Once I hit this point I figured I could look into leveraging the additional power of my vega to get even better performance. And I quickly found that doing so would be weird. I can easily use my 580 and vega to drive 2 monitors in the same X session. what I was not expecting was how linux handles the render load. because my 580 is the boot gpu all accelerated work goes to it by default. so if I launch minecraft as normal and boot it on the display being run by my vega it runs awful. and the moment I drag it back to the display powered by the 580 it’s fine.

Investigating this issue quickly led me to the env variable DRI_PRIME. using this variable when launching an application I can specifiy which gpu I want to do the work for rendering that application. So I’ve tested this out with minecraft and Unigine superposition. what I found was when using the vega gpu to do the render work I get the same perfomance no matter which display it’s going to. but the 580 struggles if it’s not on it’s native display. I think part of this disparity can be attributed to PCIE bandwidth. the Vega GPU is on a PCIE 3.0 16X slot that is full speed. whereas my 580 is on a PCIE 2.0 4X chipset slot. so while the 580 does fine to play games in this configuration it doesn’t have the spare bandwidth to the pass that data on to the vega.

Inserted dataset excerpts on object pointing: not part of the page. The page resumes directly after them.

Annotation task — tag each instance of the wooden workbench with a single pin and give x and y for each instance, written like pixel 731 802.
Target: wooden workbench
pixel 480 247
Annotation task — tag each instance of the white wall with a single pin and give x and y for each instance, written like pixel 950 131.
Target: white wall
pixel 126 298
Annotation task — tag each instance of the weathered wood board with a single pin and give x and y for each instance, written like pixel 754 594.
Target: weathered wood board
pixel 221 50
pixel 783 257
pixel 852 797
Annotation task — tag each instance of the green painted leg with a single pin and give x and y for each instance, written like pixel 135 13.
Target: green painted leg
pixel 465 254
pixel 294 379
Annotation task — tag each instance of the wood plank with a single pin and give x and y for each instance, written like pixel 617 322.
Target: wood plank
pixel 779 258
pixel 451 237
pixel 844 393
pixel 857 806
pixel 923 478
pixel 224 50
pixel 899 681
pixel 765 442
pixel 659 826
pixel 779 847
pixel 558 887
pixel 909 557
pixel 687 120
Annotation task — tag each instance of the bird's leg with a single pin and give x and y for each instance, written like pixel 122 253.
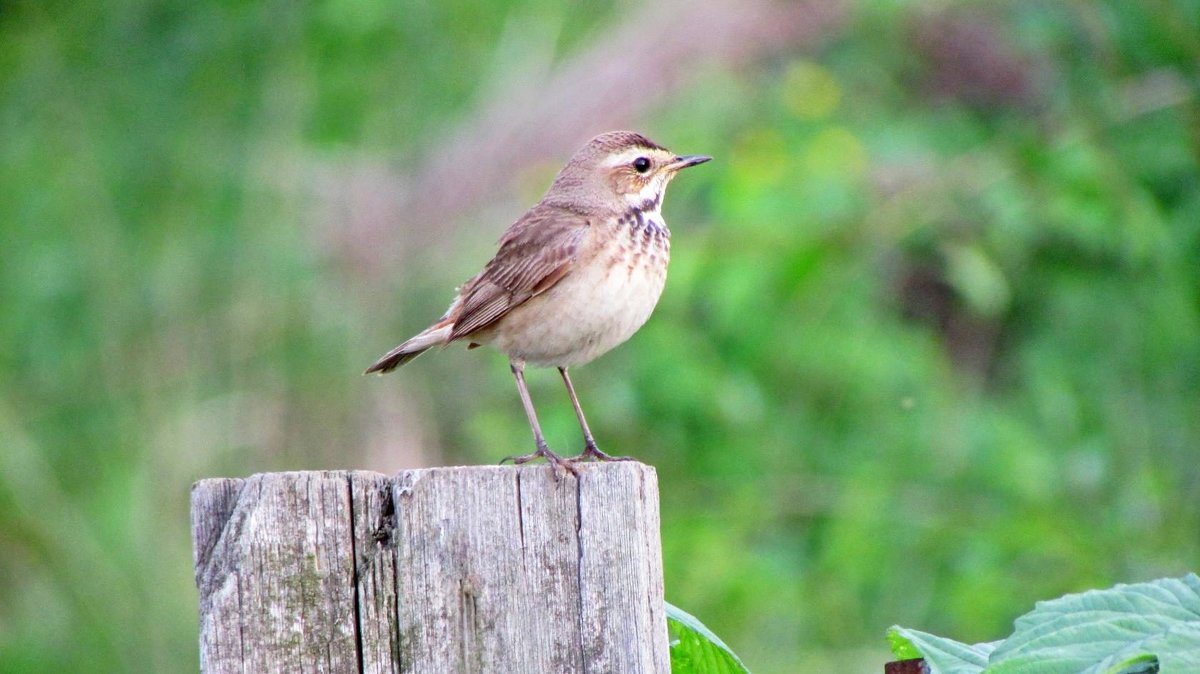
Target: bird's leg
pixel 543 450
pixel 589 443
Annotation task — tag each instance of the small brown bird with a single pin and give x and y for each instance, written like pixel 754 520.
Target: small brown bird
pixel 574 277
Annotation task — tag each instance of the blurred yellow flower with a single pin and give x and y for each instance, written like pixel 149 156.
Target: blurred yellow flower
pixel 810 91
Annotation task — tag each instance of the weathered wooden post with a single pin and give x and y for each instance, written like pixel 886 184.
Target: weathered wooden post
pixel 436 571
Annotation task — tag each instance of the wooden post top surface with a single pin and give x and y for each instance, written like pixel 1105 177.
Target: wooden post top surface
pixel 439 570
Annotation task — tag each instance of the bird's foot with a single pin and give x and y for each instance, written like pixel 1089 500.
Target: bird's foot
pixel 593 452
pixel 561 465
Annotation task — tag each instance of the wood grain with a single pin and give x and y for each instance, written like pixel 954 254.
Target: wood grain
pixel 445 570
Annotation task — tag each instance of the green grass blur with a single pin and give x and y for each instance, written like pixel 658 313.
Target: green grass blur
pixel 930 348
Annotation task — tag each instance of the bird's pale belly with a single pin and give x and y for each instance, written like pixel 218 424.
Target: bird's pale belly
pixel 597 307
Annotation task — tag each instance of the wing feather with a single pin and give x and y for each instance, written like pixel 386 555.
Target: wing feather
pixel 535 253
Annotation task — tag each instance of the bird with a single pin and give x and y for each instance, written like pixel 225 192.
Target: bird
pixel 575 276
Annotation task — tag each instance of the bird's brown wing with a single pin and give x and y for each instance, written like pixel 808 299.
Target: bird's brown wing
pixel 535 253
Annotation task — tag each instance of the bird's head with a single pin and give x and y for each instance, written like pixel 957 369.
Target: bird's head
pixel 621 169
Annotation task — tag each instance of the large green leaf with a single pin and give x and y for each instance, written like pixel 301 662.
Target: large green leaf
pixel 1139 629
pixel 695 649
pixel 1121 630
pixel 943 656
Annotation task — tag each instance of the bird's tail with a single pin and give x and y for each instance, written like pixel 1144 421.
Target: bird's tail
pixel 433 336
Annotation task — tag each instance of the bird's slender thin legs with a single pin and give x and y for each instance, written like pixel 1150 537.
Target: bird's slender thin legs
pixel 589 449
pixel 543 450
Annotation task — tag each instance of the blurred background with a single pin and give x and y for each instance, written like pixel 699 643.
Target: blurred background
pixel 929 350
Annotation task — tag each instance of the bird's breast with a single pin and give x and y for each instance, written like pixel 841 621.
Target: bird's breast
pixel 609 294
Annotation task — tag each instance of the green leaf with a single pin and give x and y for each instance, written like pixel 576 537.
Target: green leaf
pixel 943 656
pixel 697 650
pixel 1117 631
pixel 1140 629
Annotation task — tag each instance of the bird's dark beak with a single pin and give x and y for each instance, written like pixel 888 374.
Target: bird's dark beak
pixel 688 161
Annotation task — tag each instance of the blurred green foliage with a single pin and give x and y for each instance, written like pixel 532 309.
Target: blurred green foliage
pixel 930 349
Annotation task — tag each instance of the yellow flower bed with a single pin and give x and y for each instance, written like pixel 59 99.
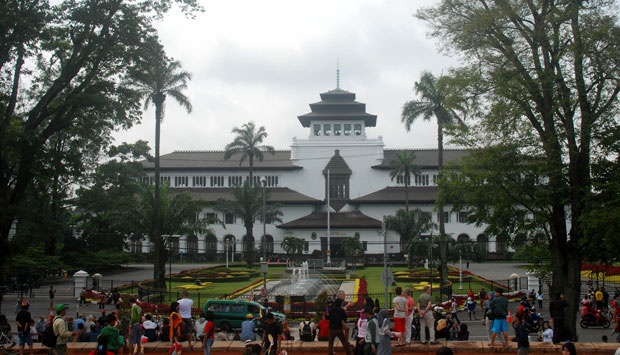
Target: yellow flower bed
pixel 195 287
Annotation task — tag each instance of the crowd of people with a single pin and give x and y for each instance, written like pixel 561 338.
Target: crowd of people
pixel 374 331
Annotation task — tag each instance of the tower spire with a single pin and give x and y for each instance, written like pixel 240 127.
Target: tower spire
pixel 338 73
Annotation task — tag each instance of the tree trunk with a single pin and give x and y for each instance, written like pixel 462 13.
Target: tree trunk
pixel 248 244
pixel 443 238
pixel 159 269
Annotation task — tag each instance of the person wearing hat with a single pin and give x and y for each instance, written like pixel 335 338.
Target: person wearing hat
pixel 135 328
pixel 61 329
pixel 24 321
pixel 247 328
pixel 115 340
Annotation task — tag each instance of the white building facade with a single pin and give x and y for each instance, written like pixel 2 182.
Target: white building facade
pixel 339 163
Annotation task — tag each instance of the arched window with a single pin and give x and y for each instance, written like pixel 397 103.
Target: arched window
pixel 482 245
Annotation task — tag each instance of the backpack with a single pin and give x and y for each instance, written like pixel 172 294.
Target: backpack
pixel 49 337
pixel 306 332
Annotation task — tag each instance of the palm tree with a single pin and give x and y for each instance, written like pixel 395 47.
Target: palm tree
pixel 177 216
pixel 162 78
pixel 248 143
pixel 434 102
pixel 409 225
pixel 248 205
pixel 403 166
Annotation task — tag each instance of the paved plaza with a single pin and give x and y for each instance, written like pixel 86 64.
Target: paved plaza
pixel 493 271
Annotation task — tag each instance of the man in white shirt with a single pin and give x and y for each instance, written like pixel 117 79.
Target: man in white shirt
pixel 185 310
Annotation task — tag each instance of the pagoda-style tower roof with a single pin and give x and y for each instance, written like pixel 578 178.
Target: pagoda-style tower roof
pixel 338 105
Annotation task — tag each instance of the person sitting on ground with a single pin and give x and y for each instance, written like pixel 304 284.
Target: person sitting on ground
pixel 547 333
pixel 102 347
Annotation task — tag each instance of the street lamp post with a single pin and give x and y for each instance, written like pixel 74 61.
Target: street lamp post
pixel 226 251
pixel 460 269
pixel 263 181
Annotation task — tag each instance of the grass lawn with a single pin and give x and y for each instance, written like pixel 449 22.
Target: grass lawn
pixel 372 275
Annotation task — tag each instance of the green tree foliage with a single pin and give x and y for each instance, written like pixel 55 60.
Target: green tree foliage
pixel 410 225
pixel 293 245
pixel 435 102
pixel 248 205
pixel 61 80
pixel 160 78
pixel 354 248
pixel 110 188
pixel 543 78
pixel 248 143
pixel 403 166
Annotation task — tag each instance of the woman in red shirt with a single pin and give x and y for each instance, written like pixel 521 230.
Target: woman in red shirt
pixel 323 329
pixel 209 329
pixel 176 322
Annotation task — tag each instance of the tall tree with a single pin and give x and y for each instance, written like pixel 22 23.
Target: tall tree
pixel 409 225
pixel 435 102
pixel 546 80
pixel 78 51
pixel 403 167
pixel 161 77
pixel 353 247
pixel 248 144
pixel 248 205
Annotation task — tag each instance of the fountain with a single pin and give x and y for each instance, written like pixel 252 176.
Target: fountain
pixel 301 284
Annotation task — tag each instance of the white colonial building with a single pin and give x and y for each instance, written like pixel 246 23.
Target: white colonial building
pixel 337 165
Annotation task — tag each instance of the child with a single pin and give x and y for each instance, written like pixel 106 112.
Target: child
pixel 521 336
pixel 547 333
pixel 177 346
pixel 463 334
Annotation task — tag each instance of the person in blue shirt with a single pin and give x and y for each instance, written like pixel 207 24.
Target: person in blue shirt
pixel 247 328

There is still something I am curious about. I wonder how the pipeline looks when using DRI_PRIME to make the vega do the compute work. the functionality here is very similar to nvidia optimus, where the compute data is passed back to the display gpu. The way I understand it. the 580 is actually the one rendering the whole desktop on both monitors since it is one X session. only after it does the render work it sends some of the display data to the vega to output. So if I use DRI_PRIME for an application, when something is displayed on the 580 monitor the compute is done by the vega which sends the information to the 580 to output. but if I am understanding this right that means that when its rendering something for it’s own display it has to then send that data to the 580 who then does the full desktop composition and sends the final data back to the vega. Am I right here or does it work in a smarter way and get to put that workload out directly?

Edit: I had one more thought. If the gpus do in fact play hot potato with their output like I described at the end I wonder how much latency is introduced.

1 Like

What you’re describing does not seem far fetched. Though it would probably require a comment from someone who knows xorg by heart. Keep in mind that xorg is quite dated (not in a good way) and there is significant movement in some Linux distro’s to phase it out. Wayland (aka Waynotgonnaland at one point) has actually landed in Fedora for example. That promised a lot of streamlining of the api, and might have eliminated this problem. Maybe it’s worth exploring this on Wayland as well.

I actually haven’t tried wayland on KDE yet. I just installed it and I’m going to give it a go.

Well I’ve played around with wayland a bit DRI_PRIME still works as expected I did notice that i get slightly improved scores in superposition as well. however I can’t test out the mixed gpu display output path as that doesn’t appear to be available using wayland in KDE at least. I do note that desktop performance and refresh rates are a lot cleaner.